On Friday, OpenAI, the Microsoft-funded operator of ChatGPT, fired its CEO, Sam Altman. Then, after five days of popcorn-emoji chaos, they hired him back. The sudden move, which billion-dollar investor Microsoft only learned about moments before it was released to the public, seems to have come from a fight between Altman and engineer Ilya Sutskever, who is in charge of “alignment” at the company. Sutskever’s faction, including board member Helen Toner, whose feud with Altman may have precipitated these events, is out. Larry Summers, the former treasury secretary and Harvard president who doubted that women are good at science, is in. Altman’s return means that, in a fight about profit versus safety, profit won.
Or maybe safety did? OpenAI is a weird company, and their renewed charter reemphasizes their original goal: to save humanity from the very technology they are inventing.
Both sides in this fight think artificial general intelligence (“AGI,” or human-level intelligence) is close. Altman said, the day before he was fired, that “four times” — one within the last few weeks — he had seen OpenAI scientists push “the veil of ignorance back and the frontier of discovery forward.” Sutskever worries about AI agents forming megacorporations with unprecedented power, leads employees in the chant “Feel the AGI! Feel the AGI!,” and reportedly burned an effigy of of an “unaligned” AGI to “symbolize OpenAI’s commitment to its founding principles.” Toner hails from Georgetown University by way of University of Oxford’s Future of Humanity Institute, a leading research institute for the perpetuation of pseudoscience fiction ideology run by the philosopher Nick Bostrom.

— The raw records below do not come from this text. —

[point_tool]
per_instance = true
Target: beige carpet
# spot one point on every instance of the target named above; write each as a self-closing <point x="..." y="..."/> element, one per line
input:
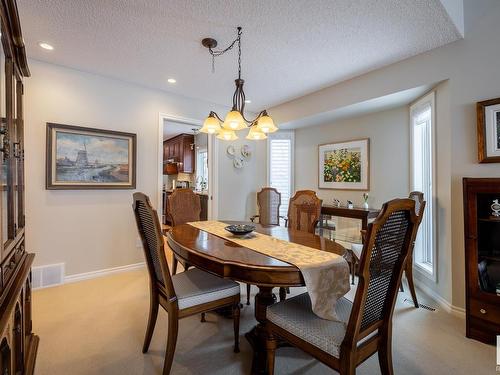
<point x="97" y="327"/>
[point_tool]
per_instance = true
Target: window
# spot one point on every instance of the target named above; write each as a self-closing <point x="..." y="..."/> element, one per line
<point x="280" y="166"/>
<point x="422" y="179"/>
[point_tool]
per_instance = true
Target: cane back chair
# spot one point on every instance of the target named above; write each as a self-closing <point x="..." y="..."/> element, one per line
<point x="366" y="323"/>
<point x="188" y="293"/>
<point x="183" y="206"/>
<point x="304" y="211"/>
<point x="268" y="203"/>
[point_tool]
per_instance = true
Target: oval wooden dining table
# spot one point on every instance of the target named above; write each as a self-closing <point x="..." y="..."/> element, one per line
<point x="229" y="260"/>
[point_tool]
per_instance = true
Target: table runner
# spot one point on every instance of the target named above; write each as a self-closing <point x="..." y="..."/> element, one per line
<point x="326" y="275"/>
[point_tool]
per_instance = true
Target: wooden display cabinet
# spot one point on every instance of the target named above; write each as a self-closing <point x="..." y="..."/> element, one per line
<point x="482" y="259"/>
<point x="18" y="345"/>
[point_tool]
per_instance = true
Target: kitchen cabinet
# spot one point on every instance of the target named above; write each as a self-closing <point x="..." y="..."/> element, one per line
<point x="179" y="150"/>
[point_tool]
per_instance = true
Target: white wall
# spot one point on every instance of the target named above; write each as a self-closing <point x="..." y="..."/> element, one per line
<point x="93" y="230"/>
<point x="471" y="66"/>
<point x="389" y="158"/>
<point x="238" y="192"/>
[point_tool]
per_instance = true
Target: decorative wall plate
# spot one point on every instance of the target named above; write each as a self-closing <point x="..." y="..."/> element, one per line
<point x="230" y="150"/>
<point x="238" y="163"/>
<point x="245" y="151"/>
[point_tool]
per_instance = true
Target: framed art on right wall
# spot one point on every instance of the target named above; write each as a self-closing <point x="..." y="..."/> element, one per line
<point x="344" y="165"/>
<point x="488" y="131"/>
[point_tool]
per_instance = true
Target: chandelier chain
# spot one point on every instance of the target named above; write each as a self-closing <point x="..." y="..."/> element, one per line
<point x="217" y="53"/>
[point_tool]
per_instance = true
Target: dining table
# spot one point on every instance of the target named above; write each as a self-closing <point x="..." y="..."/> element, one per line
<point x="225" y="258"/>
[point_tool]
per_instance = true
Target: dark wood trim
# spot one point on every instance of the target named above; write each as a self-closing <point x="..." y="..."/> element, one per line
<point x="49" y="185"/>
<point x="481" y="132"/>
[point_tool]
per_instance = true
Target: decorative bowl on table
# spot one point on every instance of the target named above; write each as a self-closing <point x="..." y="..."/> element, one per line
<point x="240" y="229"/>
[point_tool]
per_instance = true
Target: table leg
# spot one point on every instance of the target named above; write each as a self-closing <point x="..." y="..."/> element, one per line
<point x="257" y="336"/>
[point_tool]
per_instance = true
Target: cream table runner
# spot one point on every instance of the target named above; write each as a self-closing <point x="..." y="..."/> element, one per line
<point x="326" y="274"/>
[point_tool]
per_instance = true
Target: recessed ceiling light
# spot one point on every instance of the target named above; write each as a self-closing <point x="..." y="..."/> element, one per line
<point x="46" y="46"/>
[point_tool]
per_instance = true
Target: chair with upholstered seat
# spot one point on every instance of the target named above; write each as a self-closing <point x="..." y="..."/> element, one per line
<point x="184" y="206"/>
<point x="365" y="325"/>
<point x="418" y="197"/>
<point x="188" y="293"/>
<point x="304" y="211"/>
<point x="268" y="203"/>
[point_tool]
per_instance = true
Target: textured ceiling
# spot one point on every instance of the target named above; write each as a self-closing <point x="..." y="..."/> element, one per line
<point x="290" y="47"/>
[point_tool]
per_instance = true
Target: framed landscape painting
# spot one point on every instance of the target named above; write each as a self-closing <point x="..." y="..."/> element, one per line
<point x="86" y="158"/>
<point x="345" y="165"/>
<point x="488" y="131"/>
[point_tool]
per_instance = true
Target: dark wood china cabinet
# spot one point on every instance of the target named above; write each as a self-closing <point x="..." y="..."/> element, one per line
<point x="482" y="258"/>
<point x="18" y="345"/>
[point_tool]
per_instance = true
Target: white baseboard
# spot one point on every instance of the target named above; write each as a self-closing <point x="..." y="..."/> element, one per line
<point x="100" y="273"/>
<point x="445" y="305"/>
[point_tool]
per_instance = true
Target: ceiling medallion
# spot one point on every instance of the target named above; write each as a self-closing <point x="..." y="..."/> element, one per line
<point x="235" y="119"/>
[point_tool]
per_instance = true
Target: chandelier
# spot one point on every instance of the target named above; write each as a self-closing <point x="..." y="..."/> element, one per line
<point x="235" y="120"/>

The question, in this atmosphere, is not if machines are intelligent, but instead whether to accelerate development and distribution of this potential AGI — Altman’s position — or to pump the brakes, hard: Sutskever’s apparent desire.
This debate has now broken out into the open and highlighted the conflict between so-called artificial intelligence (AI) doomers and accelerationists. The doomer question is what the probability of extinction is, your assessment of “p(doom).” Economist Tyler Cowen has pointed out that doomers don’t back up their belief in the AI takeover with actual bets on this outcome, but if tens of billions of dollars hang on this type of fight, it’s hard to see it as unimportant. The goal that emerges from this cocktail of science and religious belief in AGI is to “align” machine intelligence with human values, so that, if it gains sentience, it cannot harm us.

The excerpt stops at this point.